Die erste Welle neuer Songs ebbt mit "Usain Bolt" ab, Marsimoto schafft's nämlich "in genau neun Sekunden von hier bis zum Mond", dann wird's mit dem Track "Anarchie" wilder, Marsimoto hüpft alles andere als benebelt. Doch so langsam kommen doch Sorgen um den Künstler auf: Schwitzt der sich in seinem Anzug nicht zu Tode?

Der beste Moment des Abends?

Größenwahn, allerdings berechtigter, gehört zu Marsimoto wie zu Marteria. Er ist natürlich ein ausgesprochen übertalentierter Marsmensch ("Bin aus Atom, `ne gespaltene Person. Mein kleiner Zeh versorgt Las Vegas jetzt mit Strom"), deswegen streift er sich nun mitten im Konzert über die Marsmensch-Maske und Kapuze auch noch eine gigantische Indianer-Perücke passend zur Apachen-Hommage. Kopfnickend. Ohne Unfall. Aber garantiert mit Muskelkater.

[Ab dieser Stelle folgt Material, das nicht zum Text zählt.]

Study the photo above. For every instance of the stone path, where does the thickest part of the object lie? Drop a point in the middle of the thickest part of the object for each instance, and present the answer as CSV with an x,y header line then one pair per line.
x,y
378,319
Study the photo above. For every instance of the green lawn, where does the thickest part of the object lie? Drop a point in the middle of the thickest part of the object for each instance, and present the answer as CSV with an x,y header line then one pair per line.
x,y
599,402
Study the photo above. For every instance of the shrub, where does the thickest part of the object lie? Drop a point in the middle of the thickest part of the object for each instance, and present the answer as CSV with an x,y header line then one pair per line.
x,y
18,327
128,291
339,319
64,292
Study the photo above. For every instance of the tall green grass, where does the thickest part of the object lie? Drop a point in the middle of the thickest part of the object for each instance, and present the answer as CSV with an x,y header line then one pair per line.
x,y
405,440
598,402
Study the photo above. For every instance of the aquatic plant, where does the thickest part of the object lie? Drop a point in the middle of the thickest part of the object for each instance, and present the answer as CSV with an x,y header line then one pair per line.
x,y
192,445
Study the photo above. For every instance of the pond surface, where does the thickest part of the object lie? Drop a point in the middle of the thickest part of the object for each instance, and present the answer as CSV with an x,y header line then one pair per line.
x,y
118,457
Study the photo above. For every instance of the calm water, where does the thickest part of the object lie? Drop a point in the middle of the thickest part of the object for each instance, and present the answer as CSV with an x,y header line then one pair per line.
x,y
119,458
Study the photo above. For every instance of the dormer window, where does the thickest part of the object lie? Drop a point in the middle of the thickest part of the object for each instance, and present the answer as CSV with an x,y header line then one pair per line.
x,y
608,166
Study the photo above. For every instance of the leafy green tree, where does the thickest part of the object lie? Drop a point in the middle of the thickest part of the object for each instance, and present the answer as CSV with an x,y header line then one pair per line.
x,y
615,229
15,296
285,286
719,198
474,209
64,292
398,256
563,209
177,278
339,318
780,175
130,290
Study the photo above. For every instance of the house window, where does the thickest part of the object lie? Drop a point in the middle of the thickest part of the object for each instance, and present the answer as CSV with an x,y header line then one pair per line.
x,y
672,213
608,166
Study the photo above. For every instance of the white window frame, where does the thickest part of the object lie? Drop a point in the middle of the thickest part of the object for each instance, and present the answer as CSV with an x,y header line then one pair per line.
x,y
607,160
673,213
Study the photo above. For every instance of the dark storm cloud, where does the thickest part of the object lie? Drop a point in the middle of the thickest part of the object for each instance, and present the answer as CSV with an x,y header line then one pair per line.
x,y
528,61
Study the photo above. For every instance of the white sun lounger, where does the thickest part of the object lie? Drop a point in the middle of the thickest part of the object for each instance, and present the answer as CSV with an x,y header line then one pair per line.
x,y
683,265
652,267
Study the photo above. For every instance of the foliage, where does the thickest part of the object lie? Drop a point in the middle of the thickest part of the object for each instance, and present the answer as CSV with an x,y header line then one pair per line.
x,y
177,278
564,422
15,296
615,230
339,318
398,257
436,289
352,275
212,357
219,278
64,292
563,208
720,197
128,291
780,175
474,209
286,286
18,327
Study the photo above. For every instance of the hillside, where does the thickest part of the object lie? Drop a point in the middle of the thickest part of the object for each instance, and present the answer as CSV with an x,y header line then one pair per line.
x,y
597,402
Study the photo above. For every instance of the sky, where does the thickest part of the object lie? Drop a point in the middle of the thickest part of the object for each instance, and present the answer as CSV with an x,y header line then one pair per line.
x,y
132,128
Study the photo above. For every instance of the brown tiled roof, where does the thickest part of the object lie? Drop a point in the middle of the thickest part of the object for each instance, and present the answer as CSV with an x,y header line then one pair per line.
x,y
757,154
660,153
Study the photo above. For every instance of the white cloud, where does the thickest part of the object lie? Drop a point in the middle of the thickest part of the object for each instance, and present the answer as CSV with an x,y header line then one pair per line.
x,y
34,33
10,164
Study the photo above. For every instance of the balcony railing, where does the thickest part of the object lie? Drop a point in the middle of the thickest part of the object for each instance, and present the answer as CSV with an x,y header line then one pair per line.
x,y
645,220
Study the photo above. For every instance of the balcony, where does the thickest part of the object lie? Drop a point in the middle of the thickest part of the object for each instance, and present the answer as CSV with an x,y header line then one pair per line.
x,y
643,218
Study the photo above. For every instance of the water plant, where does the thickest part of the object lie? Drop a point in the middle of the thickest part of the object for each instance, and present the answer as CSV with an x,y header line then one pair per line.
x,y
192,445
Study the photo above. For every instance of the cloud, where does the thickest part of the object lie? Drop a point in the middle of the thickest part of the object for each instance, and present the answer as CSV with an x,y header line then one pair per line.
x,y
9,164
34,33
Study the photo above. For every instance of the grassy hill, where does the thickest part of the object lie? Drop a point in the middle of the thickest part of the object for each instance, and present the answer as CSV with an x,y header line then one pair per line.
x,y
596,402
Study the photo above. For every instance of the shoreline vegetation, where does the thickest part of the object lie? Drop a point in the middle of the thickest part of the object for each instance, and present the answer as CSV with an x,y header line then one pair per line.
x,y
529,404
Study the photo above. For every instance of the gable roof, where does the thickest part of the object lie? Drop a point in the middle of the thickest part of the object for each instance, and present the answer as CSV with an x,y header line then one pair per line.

Das Konzert wäre nichts für Sie gewesen, wenn...

... Sie ohne ausgetüftelte Bühnenbilder, Feuerwerke und Zwischenanekdoten des Künstlers etwas vermissen. Auf der Bühne war wenig Pomp, Marsimoto feierte mit den 2400 Zuschauern ehrgeizig und ausgiebig, pur ohne Choreo oder Tänzer. Gequatsche zwischen den Liedern gab es nicht, da Marsimoto auch keine Interviews gibt, war das nicht anders zu erwarten. Er ist nur zum Musikmachen auf Erdmission. Menschlich wird's nur einmal: Als er bei der zweiten Zugabe eine Reihe seiner allerersten Songs wieder spielt und kaum glauben kann, dass die nach zehn Jahren immer noch funktionieren. Dass es Leute gibt, die schon damals dabei waren. "Das ist mehr als nur Musik", sagt Marsimoto. Oder Marten Laciny.

Um kurz vor 23 Uhr geht jedoch auch diese Mission zu Ende. "Das wars, ich muss zurück zum Mars", ruft Marsimoto. Und verschwindet wieder im Nebel.